Even though only one Ancestry Informative Marker (AIM) has been used (i.e. Gm), the conclusion made in this work could be compared to recent studies on other admixed populations [45,59–61]. Due to the high power of discrimination of the Gm system, the identification of genetic contributions from Europe, America and Africa was found in African Americans.
A triangle plot was achieved to view the relative autosomal contributions of European, Amerindian and African populations to the Noir Marron gene pool and to other African American populations in Latin America (Fig. 3). The Noir Marron cluster is the most African and differs greatly from Brazilian Afro-descendant communities. Moreover, the community of Curiaù [62] could have had the same slave ancestors as the Noir Marron [63]. Coming from the same plantations in Surinam, these slaves would have fled further than the Noir Marron to the Amapa State in Northeast Brazil. If any ethnic segregation between Noir Marron and Curiaù ancestors justifies their separation, the differences observed between their frequencies of contribution can only be explained by their own dynamic of settlement in America. So it seems that historical relationships among neighbouring ethnic groups are the most important determinants of interbreeding, compared to cultural identities.

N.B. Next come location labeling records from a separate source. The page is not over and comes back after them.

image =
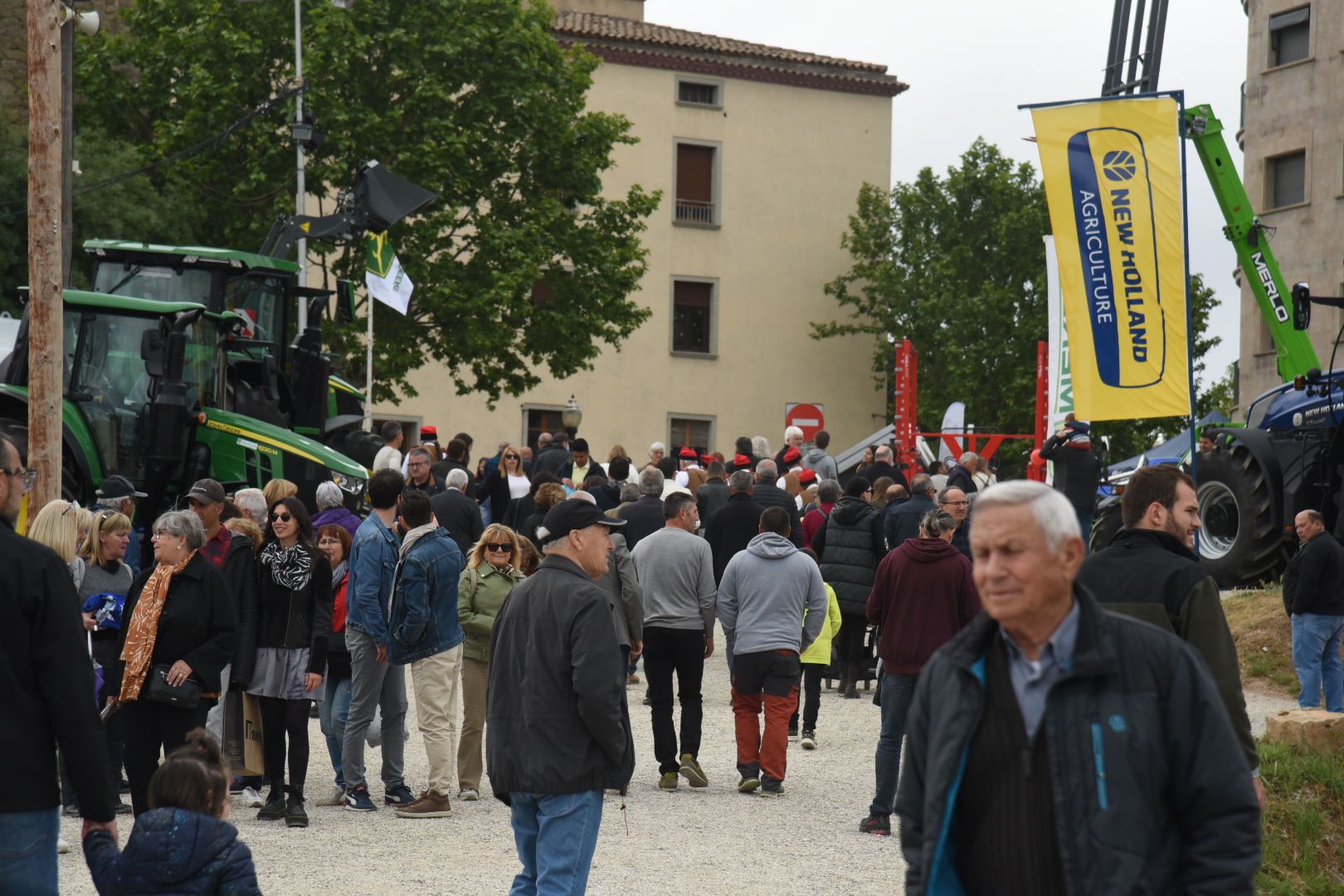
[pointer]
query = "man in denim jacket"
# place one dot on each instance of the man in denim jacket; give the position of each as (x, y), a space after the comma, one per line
(374, 683)
(426, 635)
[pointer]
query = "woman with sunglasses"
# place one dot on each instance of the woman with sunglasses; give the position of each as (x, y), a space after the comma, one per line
(505, 486)
(293, 624)
(492, 570)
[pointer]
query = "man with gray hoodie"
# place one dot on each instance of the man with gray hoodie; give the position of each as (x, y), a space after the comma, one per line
(762, 599)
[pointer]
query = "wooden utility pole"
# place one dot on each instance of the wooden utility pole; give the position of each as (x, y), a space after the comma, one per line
(46, 251)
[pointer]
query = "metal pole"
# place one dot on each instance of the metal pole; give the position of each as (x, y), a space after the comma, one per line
(300, 188)
(368, 368)
(45, 249)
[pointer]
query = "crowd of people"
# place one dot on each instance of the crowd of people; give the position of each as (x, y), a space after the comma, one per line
(1053, 743)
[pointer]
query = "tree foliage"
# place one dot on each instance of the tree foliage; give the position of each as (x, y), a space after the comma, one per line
(957, 265)
(470, 99)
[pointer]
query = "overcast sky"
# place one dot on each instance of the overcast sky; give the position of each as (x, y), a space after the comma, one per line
(969, 65)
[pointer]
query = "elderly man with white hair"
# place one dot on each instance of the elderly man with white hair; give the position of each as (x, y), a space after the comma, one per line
(1054, 747)
(332, 511)
(457, 514)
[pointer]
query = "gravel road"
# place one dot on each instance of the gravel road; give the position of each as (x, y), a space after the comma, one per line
(711, 841)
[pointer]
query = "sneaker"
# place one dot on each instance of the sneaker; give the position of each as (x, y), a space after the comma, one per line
(335, 798)
(427, 806)
(358, 800)
(693, 772)
(398, 796)
(295, 815)
(275, 807)
(877, 824)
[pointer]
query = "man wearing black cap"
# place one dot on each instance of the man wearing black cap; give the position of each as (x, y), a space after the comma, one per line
(553, 646)
(119, 494)
(231, 553)
(580, 466)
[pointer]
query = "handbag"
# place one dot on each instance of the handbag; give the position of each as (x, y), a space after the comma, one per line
(184, 696)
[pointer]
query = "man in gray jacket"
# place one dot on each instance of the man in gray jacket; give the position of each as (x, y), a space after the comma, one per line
(762, 599)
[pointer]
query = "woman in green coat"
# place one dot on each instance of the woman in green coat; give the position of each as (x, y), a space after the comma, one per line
(492, 570)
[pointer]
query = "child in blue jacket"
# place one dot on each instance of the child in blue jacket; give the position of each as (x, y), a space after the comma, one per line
(183, 844)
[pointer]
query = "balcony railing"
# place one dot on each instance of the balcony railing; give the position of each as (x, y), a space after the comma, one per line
(694, 212)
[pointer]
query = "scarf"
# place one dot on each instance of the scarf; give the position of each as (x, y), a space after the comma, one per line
(290, 567)
(144, 627)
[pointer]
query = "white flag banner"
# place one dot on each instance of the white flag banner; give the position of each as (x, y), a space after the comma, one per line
(383, 275)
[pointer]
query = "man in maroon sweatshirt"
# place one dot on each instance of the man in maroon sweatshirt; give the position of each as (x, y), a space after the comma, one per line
(923, 597)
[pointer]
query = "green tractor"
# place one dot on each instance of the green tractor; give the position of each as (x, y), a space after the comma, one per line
(163, 392)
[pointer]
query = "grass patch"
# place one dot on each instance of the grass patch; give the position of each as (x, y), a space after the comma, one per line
(1264, 638)
(1303, 839)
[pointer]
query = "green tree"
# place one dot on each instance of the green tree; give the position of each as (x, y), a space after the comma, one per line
(957, 265)
(522, 265)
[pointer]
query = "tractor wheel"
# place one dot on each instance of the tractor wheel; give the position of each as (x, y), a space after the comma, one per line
(1241, 542)
(1105, 525)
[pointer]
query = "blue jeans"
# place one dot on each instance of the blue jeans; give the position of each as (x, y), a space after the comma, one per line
(555, 839)
(1316, 655)
(897, 692)
(28, 852)
(332, 713)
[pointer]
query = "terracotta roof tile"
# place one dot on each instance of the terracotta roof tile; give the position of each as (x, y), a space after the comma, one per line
(629, 32)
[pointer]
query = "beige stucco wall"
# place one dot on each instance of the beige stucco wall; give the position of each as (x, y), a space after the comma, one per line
(791, 168)
(1296, 106)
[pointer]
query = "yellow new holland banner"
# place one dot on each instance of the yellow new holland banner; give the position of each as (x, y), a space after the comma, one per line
(1113, 182)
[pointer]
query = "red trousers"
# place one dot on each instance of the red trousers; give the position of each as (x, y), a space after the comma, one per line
(765, 680)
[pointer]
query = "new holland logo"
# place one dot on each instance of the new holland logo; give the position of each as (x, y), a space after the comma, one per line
(1118, 246)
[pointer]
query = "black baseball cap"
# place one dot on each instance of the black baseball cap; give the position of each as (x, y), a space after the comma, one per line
(207, 492)
(567, 516)
(119, 488)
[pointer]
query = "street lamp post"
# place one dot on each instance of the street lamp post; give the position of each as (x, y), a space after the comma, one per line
(572, 416)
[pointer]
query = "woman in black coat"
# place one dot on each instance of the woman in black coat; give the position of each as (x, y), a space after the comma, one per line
(851, 544)
(178, 625)
(293, 624)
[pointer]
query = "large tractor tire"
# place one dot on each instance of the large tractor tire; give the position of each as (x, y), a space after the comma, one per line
(1242, 543)
(1107, 523)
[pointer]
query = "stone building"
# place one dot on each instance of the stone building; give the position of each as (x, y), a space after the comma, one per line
(760, 153)
(1293, 139)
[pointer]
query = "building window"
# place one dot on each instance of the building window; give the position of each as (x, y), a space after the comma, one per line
(541, 419)
(693, 316)
(1289, 37)
(694, 431)
(699, 93)
(1287, 179)
(696, 184)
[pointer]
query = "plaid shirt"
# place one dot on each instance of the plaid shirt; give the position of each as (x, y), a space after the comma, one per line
(217, 548)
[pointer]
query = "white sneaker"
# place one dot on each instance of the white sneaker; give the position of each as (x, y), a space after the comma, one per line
(335, 798)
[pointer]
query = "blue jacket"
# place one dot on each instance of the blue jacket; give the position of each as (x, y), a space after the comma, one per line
(373, 567)
(173, 850)
(424, 618)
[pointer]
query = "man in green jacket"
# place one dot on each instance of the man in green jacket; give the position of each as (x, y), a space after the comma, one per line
(1149, 571)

Cultural exchanges do not seem to be followed by gene flow in this region of the world. This result, due to a strong endogamy, constitutes the uniqueness of African American populations inhabiting Latin America [6]. It is therefore important not to combine all African American within a unique group, because each population has its own genetic background with a unique interbreeding profile. These results are particularly relevant for the inclusion of African American data in forensic, anthropological and pharmacogenetic studies [64–67]. As it was concluded for the Tobago [61], the essentially African ancestry of the Noir Marron may provide an appropriate example to study genetic factors involved in complex diseases or specific resistances. Furthermore, their geographical proximity to the Creoles, who may have close African ancestry as the Noir Marron but with a more admixed genetic profile, could point to French Guiana as a key location for such a study.
5 Conclusion
The Aluku, the Ndjuka and the Saramaka represent three of the major Noir Marron communities inhabiting French Guiana and constitute an original example of African descendant populations in Latin America. Despite a long history in the Amazonian forest, involving cultural exchanges with neighbouring Europeans and Amerindians, the marital practice of endogamy probably prevented gene flow between them. The high conservation of their African gene pool, its homogeneity and its internal diversity indicate that the Noir Marron are a very interesting group if one aims at redrawing the origin of African Americans.
Note
Acknowledgements
We would like to thank Michel Joubert and Dominique Gaquières for their great help concerning collecting epidemiological data and blood sampling. Financial support was obtained by the Institut Pasteur, the Centre National de la Recherche Scientifique and Fondation pour la Recherche Médicale.